Growth worries resurface
Global growth worries resurfaced this week amid weak Chinese economic data and concerns over a Fed rate hike. Chinese trade was the big disappointment as data showed exports falling 10% yoy through September.
Imports were less worrisome as they didn’t slip in terms of volume but did marginally fall as measured in U.S. dollars. Concerns about the pace of Chinese growth are not new but they had taken a back seat to other events
over the past several months. Turning to the U.S., the Federal Reserve acknowledged in minutes released Wednesday that the timing of an interest rate hike could be “relatively soon.” This builds on recent comments
from central bank officials and good U.S. economic data which have both heightened expectations for a move before the end of the year. Also in the U.S., the number of Americans filing for jobless benefits remained at a
43-year low last week while Q3 corporate earnings season got started Tuesday. Companies in the S&P 500 are expected to report an earnings decline for the sixth consecutive quarter but revenues are expected to break the
pattern of declines.
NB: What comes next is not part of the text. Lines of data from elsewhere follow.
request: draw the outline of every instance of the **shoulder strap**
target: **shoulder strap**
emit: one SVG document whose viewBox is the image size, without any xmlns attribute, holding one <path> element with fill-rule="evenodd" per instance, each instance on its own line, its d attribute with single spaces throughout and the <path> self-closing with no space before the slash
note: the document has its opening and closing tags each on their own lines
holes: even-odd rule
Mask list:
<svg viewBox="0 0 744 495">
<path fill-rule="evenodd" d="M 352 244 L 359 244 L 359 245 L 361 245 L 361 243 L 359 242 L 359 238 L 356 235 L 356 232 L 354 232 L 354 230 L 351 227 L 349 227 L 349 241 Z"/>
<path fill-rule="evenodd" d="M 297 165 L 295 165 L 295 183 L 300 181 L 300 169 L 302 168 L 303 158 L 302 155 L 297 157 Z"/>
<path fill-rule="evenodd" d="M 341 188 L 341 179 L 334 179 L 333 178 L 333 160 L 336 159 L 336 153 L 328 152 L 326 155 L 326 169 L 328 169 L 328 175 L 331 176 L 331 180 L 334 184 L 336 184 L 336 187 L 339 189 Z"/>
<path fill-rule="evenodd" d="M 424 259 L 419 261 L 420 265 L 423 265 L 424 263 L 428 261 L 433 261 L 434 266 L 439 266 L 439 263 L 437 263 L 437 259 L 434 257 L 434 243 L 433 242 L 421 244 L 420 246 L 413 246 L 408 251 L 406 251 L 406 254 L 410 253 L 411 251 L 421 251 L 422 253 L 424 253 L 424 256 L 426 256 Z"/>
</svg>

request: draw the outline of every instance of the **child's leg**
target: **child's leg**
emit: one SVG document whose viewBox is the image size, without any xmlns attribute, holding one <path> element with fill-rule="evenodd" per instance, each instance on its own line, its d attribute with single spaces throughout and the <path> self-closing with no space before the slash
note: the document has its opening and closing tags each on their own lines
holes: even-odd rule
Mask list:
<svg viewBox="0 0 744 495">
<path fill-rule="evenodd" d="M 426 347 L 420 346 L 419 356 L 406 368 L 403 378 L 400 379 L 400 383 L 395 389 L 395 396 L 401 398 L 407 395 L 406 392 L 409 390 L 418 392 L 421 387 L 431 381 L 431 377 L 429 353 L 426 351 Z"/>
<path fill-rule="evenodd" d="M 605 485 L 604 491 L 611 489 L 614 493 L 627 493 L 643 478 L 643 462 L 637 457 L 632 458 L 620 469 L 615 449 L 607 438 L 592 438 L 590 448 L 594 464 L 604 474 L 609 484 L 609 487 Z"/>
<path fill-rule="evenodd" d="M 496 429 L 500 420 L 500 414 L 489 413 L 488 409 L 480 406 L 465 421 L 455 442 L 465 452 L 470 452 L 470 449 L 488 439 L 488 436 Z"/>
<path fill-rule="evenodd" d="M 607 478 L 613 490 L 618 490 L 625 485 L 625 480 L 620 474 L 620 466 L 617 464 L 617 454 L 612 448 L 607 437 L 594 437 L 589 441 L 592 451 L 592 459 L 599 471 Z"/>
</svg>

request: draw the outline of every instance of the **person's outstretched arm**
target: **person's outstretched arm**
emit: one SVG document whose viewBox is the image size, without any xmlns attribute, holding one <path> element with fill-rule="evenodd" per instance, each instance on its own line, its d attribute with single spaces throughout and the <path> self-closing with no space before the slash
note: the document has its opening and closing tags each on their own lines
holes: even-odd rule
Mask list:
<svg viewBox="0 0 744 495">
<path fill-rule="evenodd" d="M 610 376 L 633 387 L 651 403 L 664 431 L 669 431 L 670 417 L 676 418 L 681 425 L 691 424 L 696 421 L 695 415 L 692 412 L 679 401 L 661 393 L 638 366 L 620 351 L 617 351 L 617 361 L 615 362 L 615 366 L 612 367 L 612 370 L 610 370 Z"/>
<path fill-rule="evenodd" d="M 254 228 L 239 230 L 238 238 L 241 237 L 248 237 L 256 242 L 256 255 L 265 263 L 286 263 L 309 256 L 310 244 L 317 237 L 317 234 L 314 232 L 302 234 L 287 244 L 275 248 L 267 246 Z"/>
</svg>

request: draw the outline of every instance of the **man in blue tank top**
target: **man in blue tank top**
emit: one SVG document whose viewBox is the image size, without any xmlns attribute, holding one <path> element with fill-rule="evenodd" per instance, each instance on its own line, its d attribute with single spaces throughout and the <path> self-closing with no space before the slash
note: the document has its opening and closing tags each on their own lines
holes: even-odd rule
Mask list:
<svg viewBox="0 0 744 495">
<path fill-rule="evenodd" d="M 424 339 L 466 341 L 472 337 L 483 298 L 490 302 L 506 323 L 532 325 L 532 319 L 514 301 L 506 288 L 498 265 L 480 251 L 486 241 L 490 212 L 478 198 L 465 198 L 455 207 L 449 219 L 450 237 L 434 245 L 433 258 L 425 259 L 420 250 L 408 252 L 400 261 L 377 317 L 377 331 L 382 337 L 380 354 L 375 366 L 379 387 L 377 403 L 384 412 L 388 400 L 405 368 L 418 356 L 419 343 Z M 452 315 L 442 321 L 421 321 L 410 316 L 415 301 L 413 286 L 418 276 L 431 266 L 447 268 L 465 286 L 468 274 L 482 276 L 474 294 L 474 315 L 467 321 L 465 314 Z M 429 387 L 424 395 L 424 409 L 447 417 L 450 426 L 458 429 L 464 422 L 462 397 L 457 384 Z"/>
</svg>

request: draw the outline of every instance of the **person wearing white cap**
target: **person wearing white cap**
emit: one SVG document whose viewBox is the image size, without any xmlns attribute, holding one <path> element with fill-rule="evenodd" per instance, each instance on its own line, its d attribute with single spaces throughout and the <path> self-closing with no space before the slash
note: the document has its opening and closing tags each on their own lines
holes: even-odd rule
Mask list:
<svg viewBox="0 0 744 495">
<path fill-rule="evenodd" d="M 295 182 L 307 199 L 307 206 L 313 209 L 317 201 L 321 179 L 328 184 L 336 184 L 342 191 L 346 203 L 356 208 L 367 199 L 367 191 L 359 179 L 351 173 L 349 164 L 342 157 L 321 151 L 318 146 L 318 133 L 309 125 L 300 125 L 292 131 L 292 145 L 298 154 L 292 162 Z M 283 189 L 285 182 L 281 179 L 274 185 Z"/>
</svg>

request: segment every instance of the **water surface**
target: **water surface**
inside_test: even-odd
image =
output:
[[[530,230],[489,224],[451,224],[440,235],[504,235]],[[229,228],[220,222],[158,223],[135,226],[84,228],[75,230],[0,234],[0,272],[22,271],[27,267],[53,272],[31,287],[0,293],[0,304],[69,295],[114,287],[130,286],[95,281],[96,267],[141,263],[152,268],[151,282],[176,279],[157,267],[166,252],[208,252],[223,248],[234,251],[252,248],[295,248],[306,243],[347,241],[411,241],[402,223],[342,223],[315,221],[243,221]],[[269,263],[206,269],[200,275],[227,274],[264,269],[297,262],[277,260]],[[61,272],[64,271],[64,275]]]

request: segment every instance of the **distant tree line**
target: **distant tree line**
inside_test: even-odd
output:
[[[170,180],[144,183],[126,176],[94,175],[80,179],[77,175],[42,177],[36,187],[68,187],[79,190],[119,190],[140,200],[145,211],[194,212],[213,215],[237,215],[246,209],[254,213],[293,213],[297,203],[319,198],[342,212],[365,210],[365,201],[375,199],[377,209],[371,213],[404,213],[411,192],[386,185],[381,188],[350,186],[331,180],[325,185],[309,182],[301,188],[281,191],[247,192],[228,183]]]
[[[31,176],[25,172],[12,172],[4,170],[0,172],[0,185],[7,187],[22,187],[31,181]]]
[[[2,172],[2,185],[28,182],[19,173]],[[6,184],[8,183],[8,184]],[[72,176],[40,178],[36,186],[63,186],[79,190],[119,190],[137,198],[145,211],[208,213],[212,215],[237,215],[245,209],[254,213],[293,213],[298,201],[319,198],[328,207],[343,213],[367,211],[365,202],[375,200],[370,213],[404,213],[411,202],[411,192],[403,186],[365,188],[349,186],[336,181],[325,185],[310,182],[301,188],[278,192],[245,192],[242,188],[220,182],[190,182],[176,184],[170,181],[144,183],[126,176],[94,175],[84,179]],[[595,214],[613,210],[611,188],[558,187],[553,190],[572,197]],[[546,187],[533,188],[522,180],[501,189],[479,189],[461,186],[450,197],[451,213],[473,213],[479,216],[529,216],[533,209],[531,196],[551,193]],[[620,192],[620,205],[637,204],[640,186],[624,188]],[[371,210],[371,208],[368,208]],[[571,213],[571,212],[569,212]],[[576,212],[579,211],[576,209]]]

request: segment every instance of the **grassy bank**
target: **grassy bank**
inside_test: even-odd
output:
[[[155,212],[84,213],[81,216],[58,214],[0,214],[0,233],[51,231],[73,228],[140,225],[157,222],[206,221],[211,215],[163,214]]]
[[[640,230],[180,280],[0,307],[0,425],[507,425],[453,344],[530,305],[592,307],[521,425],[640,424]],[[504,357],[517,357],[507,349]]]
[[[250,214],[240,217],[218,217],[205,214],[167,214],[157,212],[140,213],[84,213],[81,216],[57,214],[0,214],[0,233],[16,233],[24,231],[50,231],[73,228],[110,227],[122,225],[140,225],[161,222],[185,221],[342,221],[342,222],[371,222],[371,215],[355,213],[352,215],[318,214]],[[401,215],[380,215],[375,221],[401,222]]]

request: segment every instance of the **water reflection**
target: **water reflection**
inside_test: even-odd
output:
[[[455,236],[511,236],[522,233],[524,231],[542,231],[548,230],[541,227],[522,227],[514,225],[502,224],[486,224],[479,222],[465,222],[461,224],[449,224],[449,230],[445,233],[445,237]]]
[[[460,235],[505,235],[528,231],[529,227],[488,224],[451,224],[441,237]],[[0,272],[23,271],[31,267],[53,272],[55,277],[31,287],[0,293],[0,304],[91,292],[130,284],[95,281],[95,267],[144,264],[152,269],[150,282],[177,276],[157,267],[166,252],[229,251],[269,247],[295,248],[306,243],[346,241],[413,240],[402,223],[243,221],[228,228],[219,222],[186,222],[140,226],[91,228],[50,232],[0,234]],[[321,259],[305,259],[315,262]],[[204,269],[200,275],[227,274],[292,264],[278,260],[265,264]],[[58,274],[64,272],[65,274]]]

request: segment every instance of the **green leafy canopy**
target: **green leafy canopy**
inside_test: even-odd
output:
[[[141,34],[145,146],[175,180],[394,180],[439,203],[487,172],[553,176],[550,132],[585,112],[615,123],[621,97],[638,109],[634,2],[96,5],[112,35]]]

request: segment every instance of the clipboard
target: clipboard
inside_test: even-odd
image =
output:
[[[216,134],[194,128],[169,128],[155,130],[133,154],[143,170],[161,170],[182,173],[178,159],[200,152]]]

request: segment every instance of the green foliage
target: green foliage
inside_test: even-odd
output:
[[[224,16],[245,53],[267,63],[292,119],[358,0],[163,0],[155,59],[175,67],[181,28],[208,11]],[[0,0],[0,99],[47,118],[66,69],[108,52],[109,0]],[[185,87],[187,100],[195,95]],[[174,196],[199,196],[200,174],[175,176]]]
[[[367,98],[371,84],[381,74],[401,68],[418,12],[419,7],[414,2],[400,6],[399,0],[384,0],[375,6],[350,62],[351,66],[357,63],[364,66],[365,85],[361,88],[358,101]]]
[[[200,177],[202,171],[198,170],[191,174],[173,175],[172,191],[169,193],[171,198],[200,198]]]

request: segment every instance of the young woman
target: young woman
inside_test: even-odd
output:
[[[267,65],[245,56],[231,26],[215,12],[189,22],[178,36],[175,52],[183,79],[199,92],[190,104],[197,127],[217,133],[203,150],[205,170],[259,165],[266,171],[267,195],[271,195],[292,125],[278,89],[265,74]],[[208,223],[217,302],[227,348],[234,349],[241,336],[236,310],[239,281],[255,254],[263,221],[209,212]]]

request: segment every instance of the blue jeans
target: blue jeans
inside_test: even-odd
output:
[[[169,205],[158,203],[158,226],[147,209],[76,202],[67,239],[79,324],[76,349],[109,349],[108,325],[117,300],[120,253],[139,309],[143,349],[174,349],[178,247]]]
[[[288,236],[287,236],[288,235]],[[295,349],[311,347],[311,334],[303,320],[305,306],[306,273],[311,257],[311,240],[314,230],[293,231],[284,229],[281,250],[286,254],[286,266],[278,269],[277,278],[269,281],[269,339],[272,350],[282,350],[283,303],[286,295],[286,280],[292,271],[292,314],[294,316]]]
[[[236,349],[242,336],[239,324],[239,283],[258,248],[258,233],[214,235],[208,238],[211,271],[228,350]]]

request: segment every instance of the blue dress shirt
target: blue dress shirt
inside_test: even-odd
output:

What will transpire is anybody’s guess at this early stage but the numbers will be closely watched with markets near record highs. Elsewhere, word that Russia would support OPEC’s attempt to curb its
collective output helped oil prices reach a one-year high Monday but crude was unable to hold the gains through Thursday. Looking ahead, U.S. retail sales numbers are reported today while central bank chief Yellen
speaks this afternoon.
U.S. stocks fall
Major U.S. stock benchmarks retreated for the four days covered in this report. In the U.S., the Dow fell 141 pts. to end at 18,098, the S&P 500 gave back 21 pts. to settle at 2,132 and the Nasdaq was off 79 pts. to finish at 5,213. In Canada, the TSX bucked the trend rising 77 pts. over the holiday shortened week to end Thursday at 14,643.
Q3 2016 Earnings Season Underway
Q3 2016 earnings expectations have once again been lowered as estimates were cut in all the GIC sectors over the past 3 months. This is a pattern we have seen this entire cycle (2009-current). With this decline in
estimates, we expect reported results to show modest upside. Looking out, earnings will be buoyed by abating macro headwinds relating to the US dollar and crude oil. As long as these macro headwinds have stabilized
and/or begin to recede (EUR/USD, WTI) we don’t see an imminent reduction in earnings as there has not been a large capex surge or an excessive hiring boom, or inventory build-up to pull forward investment. In addition,
company guidance for Q3, although negative, is coming in better than normal. Finally, sentiment remains resilient this earnings season as the market so far is rewarding companies with earnings surprises/positive guidance more so than punishing companies who disappoint.